Buddhist tantra originated in seventh century India and then spread into Tibet. The word "tantra" means "to weave through," a metaphor that touches upon the aspects of our deeper self expressed in all that we say or do. Although tantra has been shrouded in mystery and secrecy, the teachings are now being transmitted to a wider group of people then ever before. Many realized masters believe that this tradition has a great deal to say to those who long for a fuller and richer state of being.

Ray begins these 18 sessions with an overview of the six elements of Buddhist tantra. This provides a map for the journey. First is an emphasis upon direct experience. These teachings and meditations are not head trips but practices that speak to the feelings and intuition, two faculties that remain poorly developed in twenty-first century urban dwellers. Second, this path is non-theistic, emphasizing energies that lie within rather than outside of us.

Third, Buddhist tantra focuses on the body, which is seen as a temple of enlightenment. Sexuality and desire have their roles to play in tantric practice. The Buddhist saint Saraha once said: "Within my body are all the sacred places of the world and the most profound pilgrimage that I can ever make is within my own body." Fourth, the feminine is honored in this tradition, and both sexes strive to balance the masculine and the feminine energies within. Fifth, Buddhist tantra aims to awaken us to the sacredness of all life — the natural world, animals, and our communities. The entire world is alive, vibrant, and intelligent. And sixth, this path promotes an expansive nature of reality that goes far beyond the stunted limitations of the status quo.

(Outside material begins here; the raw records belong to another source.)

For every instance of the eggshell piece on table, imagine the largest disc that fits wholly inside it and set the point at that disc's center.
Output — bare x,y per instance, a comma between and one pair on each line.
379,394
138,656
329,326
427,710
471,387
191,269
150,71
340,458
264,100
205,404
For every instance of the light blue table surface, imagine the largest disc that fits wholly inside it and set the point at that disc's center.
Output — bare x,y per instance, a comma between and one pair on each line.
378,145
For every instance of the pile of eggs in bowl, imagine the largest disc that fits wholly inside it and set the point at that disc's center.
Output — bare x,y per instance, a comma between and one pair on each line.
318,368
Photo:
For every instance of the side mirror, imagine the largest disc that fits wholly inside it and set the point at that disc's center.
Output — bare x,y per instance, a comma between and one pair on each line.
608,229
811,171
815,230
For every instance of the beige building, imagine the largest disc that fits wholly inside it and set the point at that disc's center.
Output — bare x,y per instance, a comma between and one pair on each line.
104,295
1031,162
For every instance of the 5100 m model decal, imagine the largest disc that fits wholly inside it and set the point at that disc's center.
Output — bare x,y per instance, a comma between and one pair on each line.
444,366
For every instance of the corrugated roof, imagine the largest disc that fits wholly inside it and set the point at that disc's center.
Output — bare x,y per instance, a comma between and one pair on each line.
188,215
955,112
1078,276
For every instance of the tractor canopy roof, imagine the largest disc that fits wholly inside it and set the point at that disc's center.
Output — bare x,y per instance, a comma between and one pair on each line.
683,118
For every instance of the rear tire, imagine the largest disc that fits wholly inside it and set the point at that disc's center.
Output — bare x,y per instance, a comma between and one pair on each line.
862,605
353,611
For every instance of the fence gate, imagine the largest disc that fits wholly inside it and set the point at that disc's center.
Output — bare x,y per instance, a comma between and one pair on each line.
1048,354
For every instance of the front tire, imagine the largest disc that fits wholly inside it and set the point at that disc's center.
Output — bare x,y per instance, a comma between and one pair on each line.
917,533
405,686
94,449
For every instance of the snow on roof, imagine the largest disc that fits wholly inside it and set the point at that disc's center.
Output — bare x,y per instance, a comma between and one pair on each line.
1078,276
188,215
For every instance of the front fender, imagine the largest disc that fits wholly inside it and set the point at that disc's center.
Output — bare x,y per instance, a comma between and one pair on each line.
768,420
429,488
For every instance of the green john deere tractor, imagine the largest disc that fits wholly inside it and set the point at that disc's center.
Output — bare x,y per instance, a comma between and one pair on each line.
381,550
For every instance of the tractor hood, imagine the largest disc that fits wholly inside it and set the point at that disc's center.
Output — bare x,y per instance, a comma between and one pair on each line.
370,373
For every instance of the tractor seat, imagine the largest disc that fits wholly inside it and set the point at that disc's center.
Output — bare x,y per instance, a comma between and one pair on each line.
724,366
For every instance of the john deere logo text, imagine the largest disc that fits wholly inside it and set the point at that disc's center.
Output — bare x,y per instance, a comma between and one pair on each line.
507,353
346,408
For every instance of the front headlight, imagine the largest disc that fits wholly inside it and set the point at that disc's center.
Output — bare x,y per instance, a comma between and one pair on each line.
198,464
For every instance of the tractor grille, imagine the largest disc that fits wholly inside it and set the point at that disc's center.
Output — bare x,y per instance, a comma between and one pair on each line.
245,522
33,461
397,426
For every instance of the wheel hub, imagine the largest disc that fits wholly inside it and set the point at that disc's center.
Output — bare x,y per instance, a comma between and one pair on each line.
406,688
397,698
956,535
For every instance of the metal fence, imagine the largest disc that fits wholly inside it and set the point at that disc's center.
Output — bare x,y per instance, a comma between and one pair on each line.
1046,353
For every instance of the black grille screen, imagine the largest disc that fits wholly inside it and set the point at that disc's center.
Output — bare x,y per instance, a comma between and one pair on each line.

Included on this eleven and one-quarter hour of material are six complete guided meditations on prana breathing, body awareness, abdominal breathing, earth breathing, and exploring the nature of awareness itself. Ray also presents practices for working with your subtle body to release karmic blockages and advanced practices for invoking the support of deities, spiritual energies, and eternal buddhas. Whether talking about the role of the spiritual teacher as "the dangerous friend" or elucidating the three commitments to self, others and the sacred world; Ray proves himself to be a sensitive interpreter of this ancient tradition.